The suggested/default goal is to take 10,000 steps per day, which I initially didn’t have a good wristsense for. Is this a lot – or not? Some interesting thoughts on that goal can be found in this article, so I’m not going to repeat it here.

These last few months have been enlightening. Here’s what I’ve taken away from this experience:

  • The “datafication” of the body is natural for me – a numbers guy. It certainly raises awareness and surfaces new information and helps validate/invalidate assumptions everyone is making about themselves.
  • 10,000 steps is actually quite a bit. Even though I work out 7 days a week, I practically never reached that mark without specific extra effort. Even with additional effort to take walks etc., 10,000 remained challenging on most days.
  • That means I’m really not moving all that much thanks to an office job that mostly glues me to my desk and phone. Even during fairly active weekends, this turned out to be a stretch goal. It certainly doesn’t hurt to be aware of this and make an effort to walk more.
  • My biggest learning is this, well, it’s more of a theory: quantity is not quality. I think this is where the whole concept is a little off. Even people who do take 10,000 steps a day may not get enough exercise. And that’s where people get it wrong: It’s not just a matter of getting the steps in, it’s about getting your heart rate up for an extended period of time to somewhere close to your target range and keeping it there. That means you’ll have to actually sweat, feel the pain and huff and puff a little. Just taking steps via casual walking isn’t going to do it. Even the folks that beat me consistently with way more steps (from walking) every day I don’t think get that good a workout and aren’t as fit as me. I don’t think there’s a replacement for working hard and exercising beyond purely walking. When it comes down to it, I rather work out hard for 30 mins than walk for 60 mins.

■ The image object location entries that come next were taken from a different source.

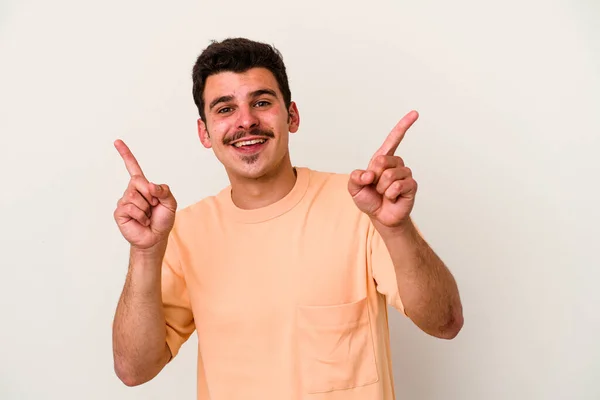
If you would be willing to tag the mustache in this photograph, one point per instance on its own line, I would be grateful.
(253, 132)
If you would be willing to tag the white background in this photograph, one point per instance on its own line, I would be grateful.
(505, 152)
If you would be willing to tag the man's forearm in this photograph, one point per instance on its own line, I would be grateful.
(428, 290)
(139, 330)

High intensity doesn’t always give you that many steps and that’s okay. 45 mins of Tae Kwon Do, which can be quite intense, netted only a modest amount of steps, but anybody who’s done it will tell you what an intense workout it is.
  • Even the venerable CDC recognizes that as it recommends “Adults need at least 2:30 hrs of moderate-intensity aerobic activity every week and muscle-strengthening activities on 2 or more days a week that work all major muscle groups (legs, hips, back, abdomen, chest, shoulders, and arms).” (1 of several variations of exercise they propose).
  • Not surprisingly, things like cycling, stretching or weight lifting basically don’t net any steps at all, but we all know that these are very valid forms of exercise.
  • I don’t sleep as much as I thought I did. On average 6:45 hours a day. Still, not bad. And I have confirmation that I fall asleep very quickly and sleep peacefully like a baby, without tossing and turning. They call it high sleep efficiency. 🙂

All in all, I’ve learned from this experience. Maybe similar to when I carefully tracked all my food intake and exercise through MyFitnessPal (see my diet journey), measuring this part of your life will create useful insight and dispel misconceptions. That said, always having he Fitbit One clip on 24 hours a day got old and I stopped, at least for now. But the knowledge it generated will certainly influence me going forward. Number of steps aside, I will certainly continue to focus on the quality and intensity of my exercise beyond just the number of steps.